Проснулась и заворочалась в соломе Джейд. «Перерыв» у меня закончился, и, уже выходя из дома, я как бы в воздух высказалась:
– Хорошо бы мне и вовсе за него замуж не ходить. А то как я вас защитить сумею от Увара?
– Будто тебе дело есть до нас, – тихо бросил мне вслед Ивар.
Я развернулась на пороге, подошла к нему, взяла за подбородок и, подняв его лицо так, чтобы мы смотрели в глаза друг другу, ответила:
– Мне есть до вас дело.
К этому времени, какая бы я ни была уставшая и измотанная, уже понимала: детей не брошу. Просто не смогу. Не тот это мир, где заботу о них можно кому-то спихнуть. А сейчас, послушав про будущего мужа, я и вовсе поняла: – Не отдам! Ни за что не отдам детей! Да и издеваться над ними не позволю.
– Все равно Увар здесь жить будет, – серьезно сообщил Ирвин, усаживая Джейд на горшок и заботливо придерживая малышку.
– Надо подумать, что сделать, чтобы он здесь не жил, – спокойно ответила я.
– Будто бы нас кто спрашивать будет…
– Вечером поговорим, Ивар. А сейчас у меня еще очень много работы.
Днем, одев детей в лохмотья, отправила их сидеть у костра с кипящим бельем. Вытащив весь хлам из родительской спальни и второй комнаты, принялась отскребать стены и намывать полы. Под потолком на какой-то торчащей деревяшке – то ли балке, то ли стропилине: я совершенно в этом не разбиралась и такие детали не различала, нашла тяжеленький узелок, набитый монетами.
Рассмотрела с любопытством и довольно быстро разобралась, что крупные монеты темного цвета – это медяки. Они были разного достоинства и назывались лирами. На аверсе монетки была написана самая обыкновенная арабская цифра: например, три или пять, а на обратной стороне вычеканен гордый горбоносый профиль с массивной короной. Шесть монет в этом узелке отличались от остальных. Они были меньше размерами и другого цвета. Возможно, серебряные. Но сильно обнадеживаться я не стала.
Руки от постоянного макания в щелочь покраснели, стали шершавыми. Кожа начала трескаться. Несколько раз в день смазывала их растительным маслом. И даже прижимистый Ивар не возражал, а кажется, даже жалел меня.
На четвертый день я потащила свою семью в натопленную мыльню.
-- Ирвин, не наступи: тут вон, видишь, дыра в полу.
Наготы мальчишка не стеснялся. Я же осталась в сорочке: потом сниму, как детей отмою. А вот то, что я нашла в доме мыло и теперь щедро расходовала его, купая малышку, вызвало у Ивара очередной приступ недовольства. Сильно он не ругался, опасаясь быть пойманным за ухо, но мокрые брови забавно хмурил.
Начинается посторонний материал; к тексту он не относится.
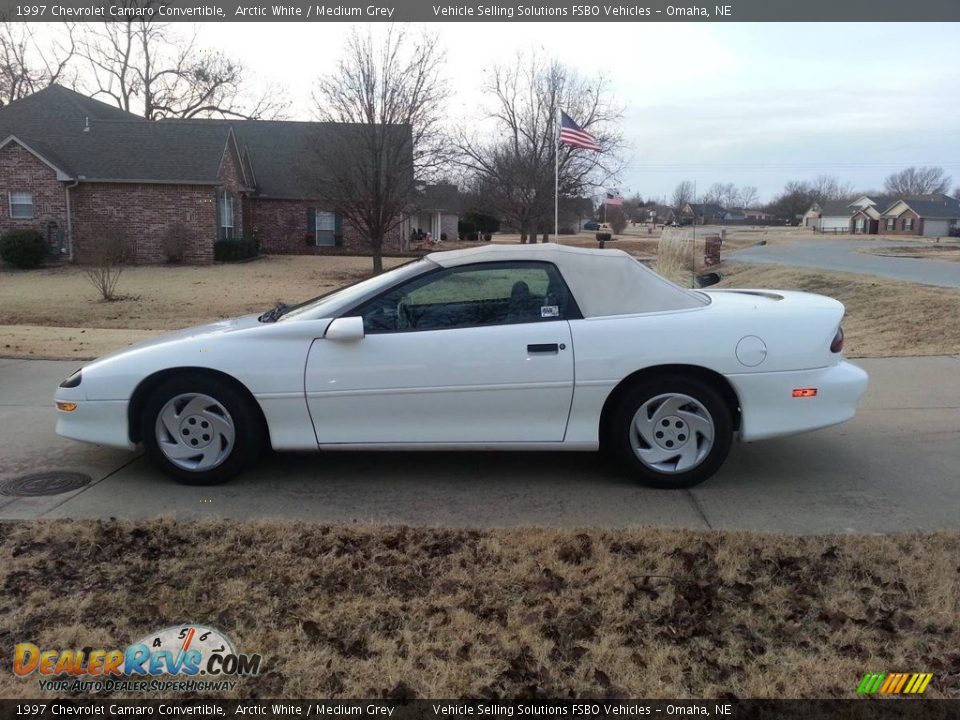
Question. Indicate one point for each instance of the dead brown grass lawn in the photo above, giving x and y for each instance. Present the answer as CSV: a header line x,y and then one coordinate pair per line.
x,y
885,318
347,612
55,314
172,297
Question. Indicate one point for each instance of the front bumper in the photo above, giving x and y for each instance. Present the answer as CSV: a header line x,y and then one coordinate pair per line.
x,y
103,422
768,408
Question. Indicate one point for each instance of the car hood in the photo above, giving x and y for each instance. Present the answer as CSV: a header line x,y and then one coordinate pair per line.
x,y
220,327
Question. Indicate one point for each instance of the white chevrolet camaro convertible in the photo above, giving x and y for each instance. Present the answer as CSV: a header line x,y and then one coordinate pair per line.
x,y
526,347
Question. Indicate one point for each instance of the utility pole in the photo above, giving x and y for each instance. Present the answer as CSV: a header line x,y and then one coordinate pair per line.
x,y
693,244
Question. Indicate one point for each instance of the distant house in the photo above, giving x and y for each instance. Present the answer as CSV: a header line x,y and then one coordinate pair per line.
x,y
71,165
437,212
702,213
811,218
835,216
925,215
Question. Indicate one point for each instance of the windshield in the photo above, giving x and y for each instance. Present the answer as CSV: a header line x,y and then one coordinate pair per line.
x,y
333,303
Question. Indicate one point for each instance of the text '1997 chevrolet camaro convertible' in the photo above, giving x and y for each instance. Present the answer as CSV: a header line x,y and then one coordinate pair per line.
x,y
526,347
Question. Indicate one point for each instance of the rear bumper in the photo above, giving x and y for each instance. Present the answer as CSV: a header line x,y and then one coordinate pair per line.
x,y
102,422
768,408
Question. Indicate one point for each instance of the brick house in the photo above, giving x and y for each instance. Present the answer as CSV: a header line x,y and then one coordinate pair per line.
x,y
926,215
934,215
71,166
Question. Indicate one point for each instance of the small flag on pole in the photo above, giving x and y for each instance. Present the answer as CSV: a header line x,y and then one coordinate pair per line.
x,y
572,134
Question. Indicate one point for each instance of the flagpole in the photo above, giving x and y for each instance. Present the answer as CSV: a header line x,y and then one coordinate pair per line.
x,y
556,179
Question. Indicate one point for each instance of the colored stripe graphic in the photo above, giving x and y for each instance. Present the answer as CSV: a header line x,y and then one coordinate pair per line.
x,y
894,683
870,683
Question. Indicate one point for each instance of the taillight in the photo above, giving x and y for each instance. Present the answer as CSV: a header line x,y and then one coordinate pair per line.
x,y
837,344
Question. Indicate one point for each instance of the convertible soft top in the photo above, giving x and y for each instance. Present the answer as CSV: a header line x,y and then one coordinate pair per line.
x,y
604,282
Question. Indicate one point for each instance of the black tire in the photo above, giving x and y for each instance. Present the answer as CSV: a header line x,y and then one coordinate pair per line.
x,y
249,431
621,442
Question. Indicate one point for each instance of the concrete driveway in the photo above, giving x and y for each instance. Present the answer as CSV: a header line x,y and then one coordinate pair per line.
x,y
894,468
842,255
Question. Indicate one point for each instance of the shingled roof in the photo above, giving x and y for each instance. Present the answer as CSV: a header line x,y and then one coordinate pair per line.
x,y
938,206
283,154
92,141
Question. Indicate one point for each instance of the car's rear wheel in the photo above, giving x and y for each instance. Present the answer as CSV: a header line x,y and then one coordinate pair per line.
x,y
671,432
201,430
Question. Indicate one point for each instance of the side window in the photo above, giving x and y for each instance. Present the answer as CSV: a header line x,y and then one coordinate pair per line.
x,y
471,296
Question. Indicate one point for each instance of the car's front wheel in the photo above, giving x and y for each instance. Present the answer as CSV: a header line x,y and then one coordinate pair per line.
x,y
672,432
201,430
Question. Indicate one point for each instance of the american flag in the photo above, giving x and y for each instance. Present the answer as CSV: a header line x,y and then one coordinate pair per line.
x,y
573,134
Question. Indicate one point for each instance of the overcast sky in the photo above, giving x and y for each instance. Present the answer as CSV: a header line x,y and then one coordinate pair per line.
x,y
748,103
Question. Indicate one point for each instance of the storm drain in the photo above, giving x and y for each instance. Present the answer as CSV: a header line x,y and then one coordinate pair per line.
x,y
48,483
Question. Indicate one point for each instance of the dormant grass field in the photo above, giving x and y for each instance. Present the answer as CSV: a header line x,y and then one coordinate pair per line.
x,y
399,612
55,313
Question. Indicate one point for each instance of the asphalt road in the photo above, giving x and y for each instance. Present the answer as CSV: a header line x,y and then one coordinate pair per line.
x,y
894,468
841,255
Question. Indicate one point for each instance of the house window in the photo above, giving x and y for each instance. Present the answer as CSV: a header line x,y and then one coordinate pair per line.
x,y
226,215
21,206
326,228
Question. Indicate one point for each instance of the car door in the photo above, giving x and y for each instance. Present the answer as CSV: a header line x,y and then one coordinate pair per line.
x,y
472,354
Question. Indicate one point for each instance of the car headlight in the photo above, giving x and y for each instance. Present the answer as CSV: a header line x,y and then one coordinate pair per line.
x,y
72,381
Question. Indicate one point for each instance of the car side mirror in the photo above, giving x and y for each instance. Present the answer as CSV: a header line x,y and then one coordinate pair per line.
x,y
345,329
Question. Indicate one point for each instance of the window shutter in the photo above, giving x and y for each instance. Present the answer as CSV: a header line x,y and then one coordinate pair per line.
x,y
311,226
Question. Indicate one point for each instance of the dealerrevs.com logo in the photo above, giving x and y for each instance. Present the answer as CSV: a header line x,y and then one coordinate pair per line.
x,y
188,657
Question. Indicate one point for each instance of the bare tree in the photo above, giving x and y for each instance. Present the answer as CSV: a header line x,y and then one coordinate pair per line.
x,y
27,66
516,170
617,219
391,93
682,194
105,260
150,69
917,181
749,196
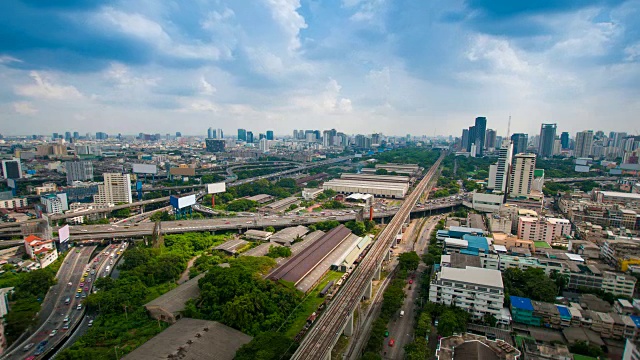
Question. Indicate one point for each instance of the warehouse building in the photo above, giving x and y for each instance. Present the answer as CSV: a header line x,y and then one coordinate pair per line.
x,y
380,189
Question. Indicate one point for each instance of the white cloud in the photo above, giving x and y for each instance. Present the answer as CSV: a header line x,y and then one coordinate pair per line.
x,y
44,88
205,87
24,108
286,14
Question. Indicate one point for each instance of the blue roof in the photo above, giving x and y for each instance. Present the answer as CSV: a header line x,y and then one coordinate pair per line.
x,y
477,242
473,252
564,311
521,303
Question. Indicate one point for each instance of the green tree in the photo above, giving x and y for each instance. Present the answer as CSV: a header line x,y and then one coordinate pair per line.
x,y
409,260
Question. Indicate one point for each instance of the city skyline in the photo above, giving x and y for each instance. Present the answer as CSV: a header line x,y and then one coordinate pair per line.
x,y
354,66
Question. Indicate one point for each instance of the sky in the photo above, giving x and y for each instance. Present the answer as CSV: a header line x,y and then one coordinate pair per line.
x,y
360,66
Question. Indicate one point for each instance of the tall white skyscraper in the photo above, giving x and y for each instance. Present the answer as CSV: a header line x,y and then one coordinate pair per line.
x,y
115,189
499,172
521,177
584,141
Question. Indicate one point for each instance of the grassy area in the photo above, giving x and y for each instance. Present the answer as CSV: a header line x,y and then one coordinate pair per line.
x,y
310,304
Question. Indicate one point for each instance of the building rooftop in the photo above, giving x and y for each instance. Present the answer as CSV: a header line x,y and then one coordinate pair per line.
x,y
521,303
191,339
473,275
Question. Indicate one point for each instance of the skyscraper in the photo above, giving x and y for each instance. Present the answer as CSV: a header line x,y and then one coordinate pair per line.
x,y
490,139
547,137
584,140
481,128
499,172
520,142
79,171
464,142
242,134
564,140
521,177
115,189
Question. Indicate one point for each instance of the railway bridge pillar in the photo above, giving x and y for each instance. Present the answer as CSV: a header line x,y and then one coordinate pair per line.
x,y
348,329
369,291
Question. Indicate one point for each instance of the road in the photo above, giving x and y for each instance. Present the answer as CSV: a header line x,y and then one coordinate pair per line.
x,y
319,341
401,329
54,309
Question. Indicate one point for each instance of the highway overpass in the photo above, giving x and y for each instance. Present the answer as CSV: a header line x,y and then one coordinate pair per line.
x,y
338,316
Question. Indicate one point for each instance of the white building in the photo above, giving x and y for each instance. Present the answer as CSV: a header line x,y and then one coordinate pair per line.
x,y
55,203
549,230
478,291
522,172
13,203
499,172
115,189
487,202
584,141
311,193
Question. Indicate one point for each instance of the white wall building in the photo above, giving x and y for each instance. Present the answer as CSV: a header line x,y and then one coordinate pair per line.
x,y
115,189
478,291
521,178
55,203
549,230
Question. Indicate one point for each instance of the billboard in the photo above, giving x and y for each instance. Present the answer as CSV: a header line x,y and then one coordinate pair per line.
x,y
63,234
216,188
182,202
145,169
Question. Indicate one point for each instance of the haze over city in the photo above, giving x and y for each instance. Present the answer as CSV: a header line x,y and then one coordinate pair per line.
x,y
357,65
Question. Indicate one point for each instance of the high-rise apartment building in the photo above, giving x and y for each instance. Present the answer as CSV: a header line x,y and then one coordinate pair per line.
x,y
79,171
242,134
564,140
116,189
522,172
11,169
499,172
584,141
520,143
464,141
547,138
481,128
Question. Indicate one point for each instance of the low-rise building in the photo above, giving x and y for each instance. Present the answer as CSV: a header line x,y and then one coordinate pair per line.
x,y
478,291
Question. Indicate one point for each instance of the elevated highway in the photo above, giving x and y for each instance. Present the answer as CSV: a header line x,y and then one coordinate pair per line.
x,y
338,317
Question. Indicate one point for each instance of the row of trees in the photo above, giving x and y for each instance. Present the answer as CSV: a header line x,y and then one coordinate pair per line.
x,y
145,274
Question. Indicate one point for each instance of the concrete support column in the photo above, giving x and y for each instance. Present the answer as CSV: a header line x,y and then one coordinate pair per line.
x,y
376,275
369,292
348,329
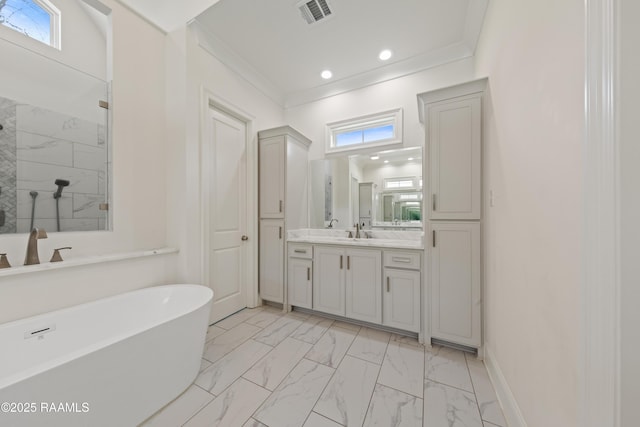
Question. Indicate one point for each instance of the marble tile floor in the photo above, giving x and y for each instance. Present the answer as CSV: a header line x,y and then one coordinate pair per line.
x,y
261,367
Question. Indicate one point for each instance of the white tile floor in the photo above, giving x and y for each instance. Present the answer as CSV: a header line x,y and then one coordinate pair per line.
x,y
263,368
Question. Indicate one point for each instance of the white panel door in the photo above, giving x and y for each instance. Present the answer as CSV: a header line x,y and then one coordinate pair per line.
x,y
401,299
225,190
363,287
272,177
328,279
299,282
454,141
455,282
272,260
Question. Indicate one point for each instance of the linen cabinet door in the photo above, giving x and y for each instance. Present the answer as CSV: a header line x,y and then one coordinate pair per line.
x,y
454,141
455,283
271,278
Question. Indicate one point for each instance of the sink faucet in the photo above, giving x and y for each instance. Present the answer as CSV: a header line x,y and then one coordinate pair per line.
x,y
32,246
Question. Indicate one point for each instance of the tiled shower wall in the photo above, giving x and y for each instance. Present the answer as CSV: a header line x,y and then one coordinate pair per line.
x,y
50,146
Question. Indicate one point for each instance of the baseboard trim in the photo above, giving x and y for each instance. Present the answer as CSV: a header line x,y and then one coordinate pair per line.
x,y
507,401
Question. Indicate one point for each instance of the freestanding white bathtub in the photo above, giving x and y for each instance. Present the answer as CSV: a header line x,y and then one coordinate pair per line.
x,y
111,362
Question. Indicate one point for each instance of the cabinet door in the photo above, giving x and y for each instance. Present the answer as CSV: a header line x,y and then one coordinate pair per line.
x,y
328,280
363,287
299,282
454,140
272,260
401,299
272,176
455,283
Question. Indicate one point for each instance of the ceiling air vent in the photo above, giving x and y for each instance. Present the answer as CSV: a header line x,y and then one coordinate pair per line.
x,y
314,10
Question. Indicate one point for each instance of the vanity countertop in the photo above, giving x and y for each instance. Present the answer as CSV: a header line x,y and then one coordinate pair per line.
x,y
378,239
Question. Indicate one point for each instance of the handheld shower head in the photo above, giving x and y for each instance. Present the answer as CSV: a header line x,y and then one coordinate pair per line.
x,y
61,183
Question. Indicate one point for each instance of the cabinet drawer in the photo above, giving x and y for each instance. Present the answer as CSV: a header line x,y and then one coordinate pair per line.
x,y
401,259
297,250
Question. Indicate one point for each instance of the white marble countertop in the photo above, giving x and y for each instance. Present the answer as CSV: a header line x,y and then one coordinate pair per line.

Прошлась по его тощей спине с бусинками позвонков, чуть не рвущих кожу, большим куском намыленной мешковины. Потерла ему руки и ноги, тщательно помассировала с густой пеной волосы. Пришлось промывать их дважды. А потом большими неуклюжими ножницами подровняла космы, чтобы не лезли мальчишке в глаза. Даже заставила его поскрести кусок мыла, чтобы под ногтями пропали темные полоски. Джейд все это время с удовольствием била ручками по воде в лоханке и радостно улыбалась, демонстрируя нам два белых крошечных зубика на нижней десне.
Ирвин переоделся в чистую одежду, и мы вернулись в более-менее отмытый дом. Вот тут мальчишка затих. А когда на ужин вместо надоевшей вареной картошки я поставила яичницу, он, конечно, благодарить меня не кинулся, но в конце ужина негромко пробурчал:
-- А хорошо бы этак-то каждый день было.
Глава 7
Очень медленно наша жизнь начала приобретать некие признаки системы. Просыпались мы Ирвином очень рано, малышка Джейд еще спала. Каждое утро я заставляла его умываться. До того как растопим печь. До завтрака, до любых других действий, кроме посещения туалета. На печи с вечера оставался горшок с водой, которая к утру еще не успевала остыть полностью. И вот этой тепловатой водой мы поливали друг другу из кувшина.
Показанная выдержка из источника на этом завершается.